Edgcumbe was born at Sandy in Bedfordshire where her father was the barrister and local politician Sir Robert Pearce-Edgcumbe (1851–1929). As a teenager, Ursula Edgcumbe worked in the studio of the sculptor James Havard Thomas before enrolling at the Slade School of Art, where Thomas also taught.
Edgcumbe was at the Slade from 1916 until 1921 during which time she won the scholarship prize for sculpture in 1918. She then worked as an architectural carver, often with the architect George L Kennedy. An early commission was for the war memorial at Zennor in Cornwall. Working in the local granite, Edgcumbe produced a frieze surmounted on a column designed by Kennedy. Another early commission was for a fireplace frieze at Bilbury Court in Gloucestershire.

Throughout her career, Edgcumbe exhibited with the London Group, the Royal Society of British Artists, the Women's International Art Club and was, in 1929, a founding member of the National Society of Painters, Sculptors, Engravers and Potters. She had her first solo sculpture show at the Leger Galleries in April 1936 but abandoned sculpture for painting in 1940. After the end of World War II, Edgcumbe concentrated on painting, mostly birds and industrial scenes, and had several solo exhibitions of her paintings at leading London galleries.

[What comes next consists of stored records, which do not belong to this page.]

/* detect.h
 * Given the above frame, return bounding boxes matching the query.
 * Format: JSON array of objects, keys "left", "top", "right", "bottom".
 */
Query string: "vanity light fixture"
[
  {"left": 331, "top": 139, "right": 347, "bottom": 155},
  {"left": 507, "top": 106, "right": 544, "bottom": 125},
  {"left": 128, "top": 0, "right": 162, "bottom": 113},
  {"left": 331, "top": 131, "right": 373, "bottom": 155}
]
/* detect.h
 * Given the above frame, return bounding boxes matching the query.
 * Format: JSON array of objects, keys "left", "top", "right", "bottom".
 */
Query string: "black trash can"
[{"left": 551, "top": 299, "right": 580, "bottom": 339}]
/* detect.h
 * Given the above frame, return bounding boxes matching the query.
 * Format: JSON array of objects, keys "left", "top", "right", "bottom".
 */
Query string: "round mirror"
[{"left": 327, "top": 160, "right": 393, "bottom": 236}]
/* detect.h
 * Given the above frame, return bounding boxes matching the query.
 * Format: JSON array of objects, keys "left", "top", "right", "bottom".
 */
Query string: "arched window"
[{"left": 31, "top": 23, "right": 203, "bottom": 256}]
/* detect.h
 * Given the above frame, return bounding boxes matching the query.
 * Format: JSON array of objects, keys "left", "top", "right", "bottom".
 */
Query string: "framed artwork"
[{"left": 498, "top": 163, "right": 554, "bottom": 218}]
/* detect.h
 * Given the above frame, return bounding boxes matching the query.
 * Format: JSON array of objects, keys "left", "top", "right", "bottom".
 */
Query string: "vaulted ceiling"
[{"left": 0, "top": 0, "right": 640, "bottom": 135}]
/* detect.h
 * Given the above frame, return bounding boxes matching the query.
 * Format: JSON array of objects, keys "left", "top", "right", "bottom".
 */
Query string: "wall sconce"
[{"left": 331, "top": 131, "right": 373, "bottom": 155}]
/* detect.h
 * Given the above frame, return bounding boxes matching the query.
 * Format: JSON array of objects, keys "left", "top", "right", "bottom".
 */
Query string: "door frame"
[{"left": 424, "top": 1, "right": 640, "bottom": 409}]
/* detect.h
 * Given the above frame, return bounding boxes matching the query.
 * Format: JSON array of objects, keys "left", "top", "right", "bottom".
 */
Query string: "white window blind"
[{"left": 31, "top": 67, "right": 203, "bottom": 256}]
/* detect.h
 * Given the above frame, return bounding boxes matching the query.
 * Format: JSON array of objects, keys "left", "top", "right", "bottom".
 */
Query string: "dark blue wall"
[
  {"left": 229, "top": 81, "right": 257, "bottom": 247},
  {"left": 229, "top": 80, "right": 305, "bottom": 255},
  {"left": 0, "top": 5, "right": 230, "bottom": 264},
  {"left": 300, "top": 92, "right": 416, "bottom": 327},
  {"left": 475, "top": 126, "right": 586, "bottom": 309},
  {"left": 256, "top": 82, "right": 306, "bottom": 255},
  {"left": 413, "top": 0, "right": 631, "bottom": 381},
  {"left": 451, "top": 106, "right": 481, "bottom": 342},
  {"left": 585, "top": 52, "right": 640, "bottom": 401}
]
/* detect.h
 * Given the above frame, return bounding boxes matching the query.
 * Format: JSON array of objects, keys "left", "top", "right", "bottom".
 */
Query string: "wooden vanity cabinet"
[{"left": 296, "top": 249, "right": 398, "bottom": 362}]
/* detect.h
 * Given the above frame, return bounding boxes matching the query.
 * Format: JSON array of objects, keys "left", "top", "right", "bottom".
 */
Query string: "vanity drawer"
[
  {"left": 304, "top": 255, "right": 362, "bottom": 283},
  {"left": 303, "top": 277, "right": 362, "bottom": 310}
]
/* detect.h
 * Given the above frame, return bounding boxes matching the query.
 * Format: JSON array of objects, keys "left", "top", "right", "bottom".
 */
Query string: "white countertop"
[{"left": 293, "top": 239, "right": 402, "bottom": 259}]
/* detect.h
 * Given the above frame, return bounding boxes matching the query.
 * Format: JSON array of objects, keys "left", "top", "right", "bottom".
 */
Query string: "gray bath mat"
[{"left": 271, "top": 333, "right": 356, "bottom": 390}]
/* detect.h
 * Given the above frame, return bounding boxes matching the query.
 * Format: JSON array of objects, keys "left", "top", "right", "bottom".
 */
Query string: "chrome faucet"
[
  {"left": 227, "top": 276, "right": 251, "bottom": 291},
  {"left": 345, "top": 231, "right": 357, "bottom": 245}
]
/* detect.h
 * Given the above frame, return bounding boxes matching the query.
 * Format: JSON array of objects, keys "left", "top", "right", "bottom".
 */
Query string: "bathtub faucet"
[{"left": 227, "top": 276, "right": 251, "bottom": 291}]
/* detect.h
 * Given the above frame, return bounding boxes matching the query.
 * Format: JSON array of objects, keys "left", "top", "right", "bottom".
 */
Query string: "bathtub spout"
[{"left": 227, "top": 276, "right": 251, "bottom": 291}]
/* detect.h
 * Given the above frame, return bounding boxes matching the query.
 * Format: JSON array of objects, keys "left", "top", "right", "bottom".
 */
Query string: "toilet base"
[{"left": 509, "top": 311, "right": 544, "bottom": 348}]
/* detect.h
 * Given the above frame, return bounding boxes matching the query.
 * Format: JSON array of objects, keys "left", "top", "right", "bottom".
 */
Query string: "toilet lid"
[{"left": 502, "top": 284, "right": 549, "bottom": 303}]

In 1977, Edgcumbe married the philosopher, humanist, and educationist H. J. Blackham. By this time, she had been actively involved with the humanist movement and the British Humanist Association (now Humanists UK) for nearly three decades, including as a contributor to the essay collection Living as a Humanist (1950) and The Plain View.

A memorial exhibition of Edgcumbe's paintings and sculpture was held at the Gillian Jason Gallery in 1986.